On the walls of AT&T Labs’s hallways are old photographs of the first transatlantic phone call, five generations of Alexander Graham Bell’s family and other reminders of AT&T’s illustrious history.

But behind every door is a researcher racing to figure out how to move the telephone giant from the circuit-switched world into a packet-switched one.

For all their efforts, though, even Larry Rabiner, AT&T Labs vice-president of research, says the migration from circuit-switched to packet-switched nets is years away.

“We can’t just abandon the plain old telephone system for IP,” Rabiner said. “There first has to be a merging of the two networks.”

Rabiner has charged his staff of more than 2,000 researchers with figuring out a way to protect the company’s century-long investment in the traditional phone network while at the same time taking advantage of the benefits of packet-switched networks, such as lower equipment costs and no regulatory fees.

One of the hottest research projects underway at AT&T Labs — Wireless Integrated Services Protocol (WISP) — is designed to exploit packet-switching benefits. WISP, which was developed by AT&T Labs researchers Cormac Sreenan and Partho Mishra, combines voice and data across wireless LANs.

Bluetooth, a similar project supported by Ericsson, IBM, Intel, Nokia and Toshiba, lets users connect devices, such as laptop computers, mobile phones and printers, without the use of cables. WISP takes this a step further by adding voice calls to the mix.

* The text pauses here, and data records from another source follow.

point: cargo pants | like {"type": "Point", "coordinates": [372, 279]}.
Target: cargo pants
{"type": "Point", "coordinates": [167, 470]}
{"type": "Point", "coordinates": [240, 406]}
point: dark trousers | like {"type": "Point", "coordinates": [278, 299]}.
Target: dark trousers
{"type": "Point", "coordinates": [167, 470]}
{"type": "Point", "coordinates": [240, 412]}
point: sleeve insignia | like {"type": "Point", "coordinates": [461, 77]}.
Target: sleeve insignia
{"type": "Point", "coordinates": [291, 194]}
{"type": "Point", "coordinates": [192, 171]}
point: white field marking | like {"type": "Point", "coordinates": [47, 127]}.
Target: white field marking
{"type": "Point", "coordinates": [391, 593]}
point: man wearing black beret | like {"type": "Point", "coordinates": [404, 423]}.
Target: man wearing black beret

With WISP, users would be able to relocate their phones and PCs anytime without having to fuss with rewiring and reconfigurations.

The WISP network prototype features a modified handheld device, which is outfitted with a telephone receiver, a wireless LAN interface card and a 48MB Linux-based flashcard, hooked via radio waves to an Ethernet base station located nearby.

The base station, or hub, is connected to the LAN over an ATM backbone. A building could have base stations peppered around its floors. If a user moves out of one base station’s geographic range, another base will pick up the handheld’s signal and become the user’s master base station.

Developing the technology was tricky, Mishra said, because voice has a higher quality-of-service (QoS) requirement than data and, therefore, its packet delivery needs to be scheduled. With WISP, voice calls reserve the bandwidth they need when the call is established. The base station acts as the arbiter of traffic, deciding which packets get priority.

Mishra said the project works well in-house, but moving it outdoors could be challenging. “There isn’t as much bandwidth available as the technology needs,” he said. WISP is about five years from being fully implemented, Mishra said.

Although WISP still has a way to go, Rabiner said the migration to combined voice and data networks will happen sooner.

“We need to create intelligent services based on telephony,” he said. “But the services available today are a world apart from each other. We need universal broadband access from any device. Remember, there are 290 million phones in use today and they aren’t going anywhere.”